Apparently everything was going well for him. However, Rao had been planning to enter the B2C space for some time now. Over ten years ago, Supreme opened a B2C (Business-to-Customer) vertical, but had to go out of business because it “failed miserably”.

Looking back, Rao identifies the shortcomings due to which his products have failed to stand out. “Honestly, the packaging was not up to par and we used too many conventional methods such as relying only on distributors and not focusing too much on marketing. “

Today the roles have changed dramatically and he says the pandemic has a role to play.

As the health and wellness industry rang the cash registers, the team at Supreem realized that the next big opportunity was in the superfood category. However, this time, Rao felt that they must have a plan in place in order to ensure a successful entry into the B2C segment.

“It was like entering kindergarten,” he says, adding that they researched the market, devised an omnichannel strategy and set a marketing budget.

They also hired experienced industry professionals and launched their new vertical, Supreme Superfoods, last month. It currently offers 20 products in four categories including health management, performance food and drink and lifestyle management.

With over 40 SKUs, the superfood product line will include healthy snacks, candies, a versatile nutritional blend, scarves and capsules to help conditions related to diabetes, obesity and high cholesterol, in order to ‘dramatically improve immunity, digestion and clear stuffy nose or throat. The manufacturing of these products is outsourced from Vapi and Mumbai units. However, R&D is carried out at the company’s own facilities in Mysore.

The products will be present offline (through modern retail outlets) across Bengaluru and will be listed on e-commerce platforms such as Amazon, Bigbasket, and more. Rao says the company will also go the D2C (Direct-to-Consumer) route and also plans to launch its own website soon.

Although this is a new vertical, Rao says they expect the business to grow at 30% per month.

How it all began?

In the late 1970s and early 1980s, Rao was exploring the world to find his true calling. After studying pharmacy, he landed a job at a Swiss-based healthcare company, Sandoz India. However, he felt dissatisfied with his job.

While continuing his job, Rao enrolled in an eight-week entrepreneurship course run by the Indo-American Chamber of Commerce. As part of the training, they had to carry out a project on the launch and sustainability of a business.

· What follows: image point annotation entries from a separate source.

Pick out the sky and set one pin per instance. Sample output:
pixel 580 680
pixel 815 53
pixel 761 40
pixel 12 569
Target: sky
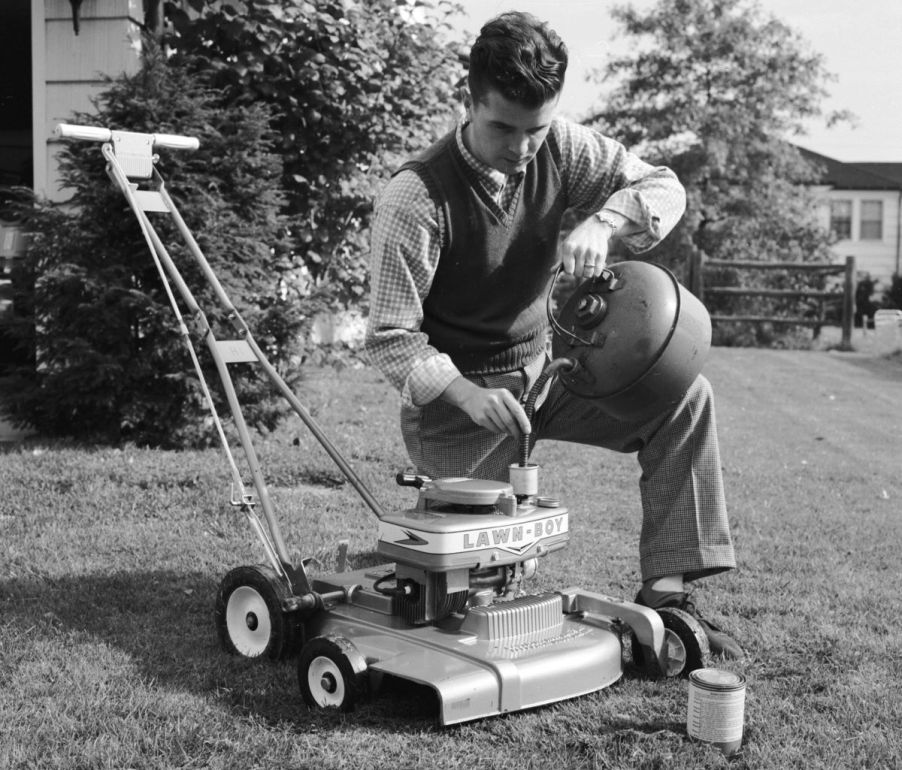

“It was the turning point of my life. I realized that was exactly what I was supposed to do, ”he says. However, the real struggle began after this epiphany moment.

Rao says his parents were against him quitting his high-paying job and going into business. In addition, Mumbai, where he resided, was an expensive city and Rao did not have enough capital to start or maintain a business there, he says.

Rao invested Rs 30,000 of his money and took out loans to start the business. From Mumbai he moved to Mysore.

The first product he launched was a bottle of vitamin B12. From a single product, he now has hundreds of products in his portfolio. The company also entered the international market in 2002 with the United Kingdom, United States and Canada.

The company timed Rs 68 crore in revenue in FY21.

Going forward, Rao says he wants to completely focus on the superfood business over the next 12-18 months. The company also plans to expand its presence beyond Bengaluru to other southern and then northern states such as Delhi.